- Coat of arms
- Coordinates (Rogóźno): 53°32′8″N 18°55′41″E﻿ / ﻿53.53556°N 18.92806°E
- Country: Poland
- Voivodeship: Kuyavian-Pomeranian
- County: Grudziądz County
- Seat: Rogóźno

Area
- • Total: 115.74 km^{2} (44.69 sq mi)

Population (2006)
- • Total: 4,068
- • Density: 35/km^{2} (91/sq mi)
- Website: http://www.rogozno.ug.gov.pl/

= Gmina Rogóźno =

Gmina Rogóźno is a rural gmina (administrative district) in Grudziądz County, Kuyavian-Pomeranian Voivodeship, in north-central Poland. Its seat is the village of Rogóźno, which lies approximately 12 km north-east of Grudziądz and 60 km north of Toruń.

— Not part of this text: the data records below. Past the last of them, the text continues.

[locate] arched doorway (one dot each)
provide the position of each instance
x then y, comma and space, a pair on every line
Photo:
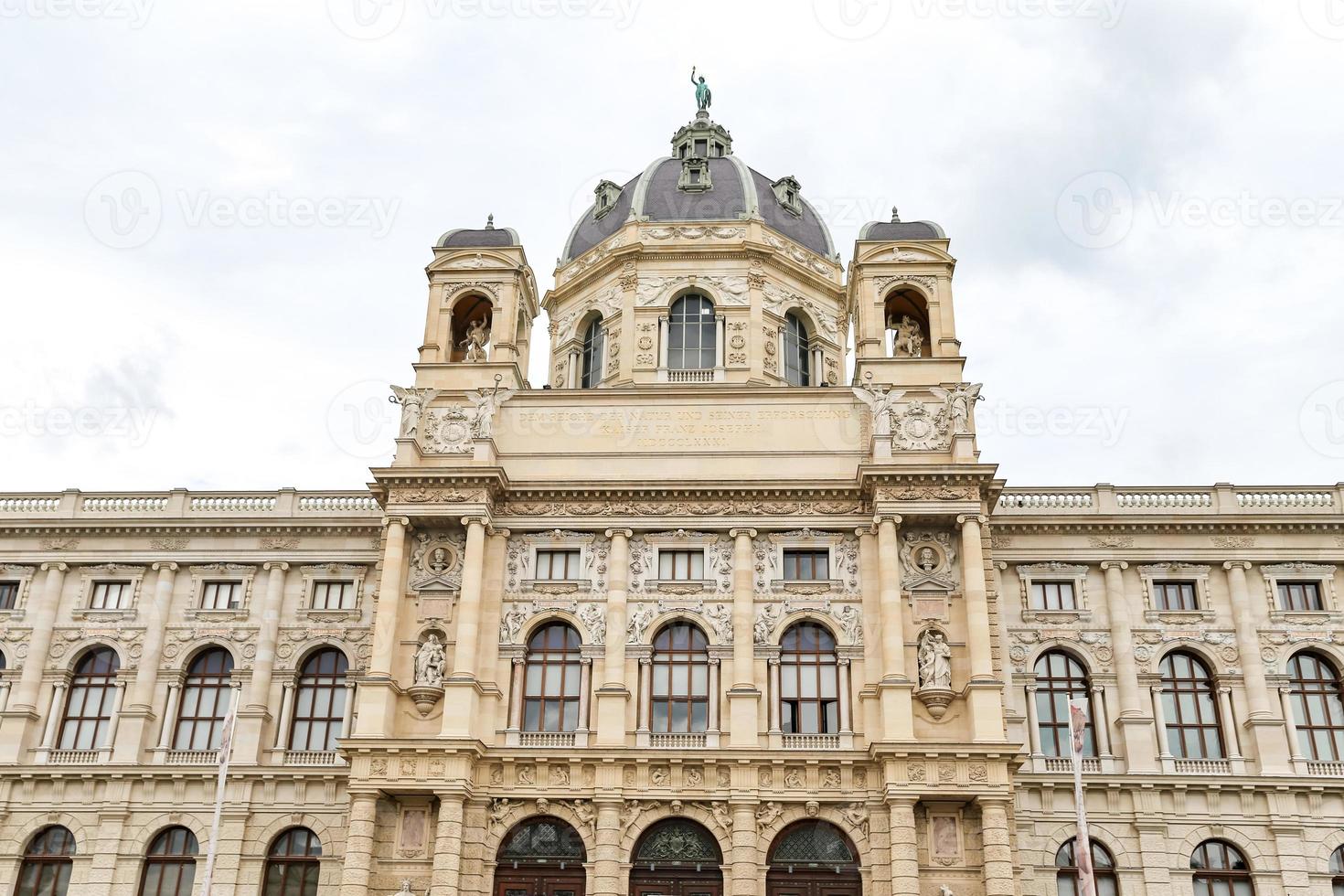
677, 858
814, 859
540, 858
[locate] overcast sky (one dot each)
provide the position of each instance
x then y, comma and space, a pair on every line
1144, 199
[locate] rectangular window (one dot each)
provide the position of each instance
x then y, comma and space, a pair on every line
806, 566
1175, 595
1052, 595
334, 595
1303, 597
680, 564
558, 564
111, 595
222, 595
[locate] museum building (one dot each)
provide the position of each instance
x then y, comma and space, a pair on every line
699, 615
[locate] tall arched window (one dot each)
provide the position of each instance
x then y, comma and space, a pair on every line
593, 347
48, 863
797, 351
292, 864
91, 698
1104, 869
1060, 677
320, 701
680, 696
809, 681
205, 701
551, 683
1221, 870
1189, 704
169, 864
692, 332
1317, 707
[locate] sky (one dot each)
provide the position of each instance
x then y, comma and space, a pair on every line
215, 217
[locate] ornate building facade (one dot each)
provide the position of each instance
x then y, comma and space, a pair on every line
703, 614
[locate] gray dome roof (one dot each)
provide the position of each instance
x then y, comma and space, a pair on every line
737, 192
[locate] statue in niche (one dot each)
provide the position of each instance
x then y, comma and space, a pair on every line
477, 335
429, 663
702, 91
909, 340
934, 661
880, 400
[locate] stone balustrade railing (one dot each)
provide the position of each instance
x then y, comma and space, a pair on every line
183, 504
1221, 498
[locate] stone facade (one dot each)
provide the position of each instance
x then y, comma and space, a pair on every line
677, 495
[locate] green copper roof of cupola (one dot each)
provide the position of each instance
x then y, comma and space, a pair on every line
700, 182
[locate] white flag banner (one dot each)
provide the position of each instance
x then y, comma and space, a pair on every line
226, 744
1083, 842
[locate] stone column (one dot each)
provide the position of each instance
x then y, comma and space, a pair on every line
984, 690
378, 696
905, 849
1133, 721
895, 689
743, 698
613, 696
994, 825
1267, 732
359, 845
448, 847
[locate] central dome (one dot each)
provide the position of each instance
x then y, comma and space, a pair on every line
700, 182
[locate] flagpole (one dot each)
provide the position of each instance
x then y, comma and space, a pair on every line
225, 750
1083, 842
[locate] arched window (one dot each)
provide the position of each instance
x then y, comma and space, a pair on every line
1058, 678
680, 696
691, 334
1317, 707
1104, 869
797, 351
169, 864
809, 681
593, 346
292, 864
205, 701
1221, 870
1189, 704
320, 701
91, 698
46, 864
551, 681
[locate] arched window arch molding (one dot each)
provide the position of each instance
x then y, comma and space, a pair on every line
1226, 684
289, 681
1100, 700
60, 681
669, 297
497, 835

The gmina covers an area of 115.74 km2, and as of 2006 its total population is 4,068.

==Villages==
Gmina Rogóźno contains the villages and settlements of Białochowo, Budy, Bukowiec, Gubiny, Kłódka, Rogóźno, Rogóźno-Zamek, Skurgwy, Szembruczek, Szembruk and Zarośle.

==Neighbouring gminas==
Gmina Rogóźno is bordered by the city of Grudziądz and by the gminas of Gardeja, Grudziądz, Gruta, Łasin and Sadlinki.